Theologian Stanley Hauerwas was once asked what he thought was the greatest threat to American Christianity. His answer was surprising. It wasn’t atheism. It wasn’t radical Islam. It wasn’t civil religion or consumerism. No, Hauerwas stated that what threatens to undo American Christianity is sentimentality.
Sentimentality is a kind of self-indulgent emotionalism. Oscar Wilde wrote that “a sentimentalist is one who desires to have the luxury of an emotion without paying for it.” Rather than actively engaging with the grit and grime of the world, sentimentality chooses to treat life as a Lifetime movie where events happen in a world illuminated by a soft, flattering light, where no one cusses, and where every conflict is neatly resolved. It views the world as a Thomas Kinkade painting. It’s safe for the whole family. It never disrupts, never demands, never makes us question. In a word, sentimentality thrives on comfort and making us feel good.
More than any other story, the Christmas story gets co-opted by sentimentality. Family, friends, food, smells, and carols overwhelm our senses and create deep memories. Nostalgia conjures spell-binding emotions. In and of themselves, these feelings and memories are not bad. In fact, it’s their inherent goodness that makes us susceptible to the trap of sentimentality. The complexity of our favorite memories is often flattened so we only remember the good. These uncomplicated emotions cause us to brush aside the difficult that exist along the good.

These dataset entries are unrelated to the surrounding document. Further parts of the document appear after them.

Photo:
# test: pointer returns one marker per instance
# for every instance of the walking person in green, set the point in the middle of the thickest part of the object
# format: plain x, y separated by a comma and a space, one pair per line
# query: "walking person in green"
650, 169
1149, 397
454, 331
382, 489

Every mother knows, pain accompanies childbirth. There is nothing sentimental about a child being born into the world. New life is born through stretching, tearing, cries, and tears. Joy makes it worthwhile, but that joy comes with a cost. The temptation is always to downplay the cost. We talk only of how “worthwhile” it was, essentially pretending the joy was free because to talk of the pain and sweat and blood makes us uncomfortable.
Treating the incarnation of God as fodder for a Hallmark card deflects from the outright disruption brought about when the Word made flesh invaded our world. Every mountain, the prophets said, will be brought low at the coming of the Messiah. Ask those on top of the mountain – those with power, money, fame, wealth, and every good thing this world has to offer – if they would welcome being brought low and watch the sentimentality fade way. Every valley will be lifted up. Those who only recognize the world through depression, grief, and loss will have their world upended by singing and dancing – which can be equally unsettling. The equality wrought by the justice of God will disorient all, leaving few of us feeling safe.
The church has its role in ignoring the rough edges of the nativity. It’s easy to blame culture for the commercialization of Jesus’ birthday, but we paved the way when we reduced the incarnation of God to a “birthday.” I say that as a member of a family who makes a birthday cake for Jesus. Why do we do this? In large part because it’s easy for our kids to wrap their minds around. But it isn’t the only thing we do during the advent season. Nor is it the most important thing. This is the tension we must allow ourselves to enter. Emotions aren’t bad. Being sentimental isn’t the end of the world. But sentimentality of the Christmas story tempts us to water down the Gospel. If the Christmas story loses its grit, so does the call of Jesus. Indulgent emotionalism sees the cross as only for us, never for us to bear. Suffering is what Jesus went through so we never have to. Death is avoided. The good news of this feel-good gospel is only for the life to come, not for this present life; not for those in war-torn Aleppo, the starving in the countryside of Cambodia, or those in a fatherless home in the inner city.
Instead, Christmas gives us courage to be honest about this world. The birth of the King of kings reminds us that the political powers of our world will be upended by the incarnated Kingdom of God. The visitation of angels to the shepherds gives the humble and overlooked confidence that God has not forgotten them. The escape to Egypt strengthens our resolve to care for the oppressed.
The Christmas story doesn’t need to be infused with cheap emotionalism. By entering the story in its fullness we will find our longings for a savior met, our broken hearts comforted, and our wonder at the beauty of this world enhanced. But it’s dangerous. Provoked by the unfiltered story we will find ourselves present to uncomfortable emotions, awakened to difficult situations, and gifted with eyes to see God invading our lives.
Rather than leaving us feeling sentimental, Christmas rightly understood will disturb us towards faith.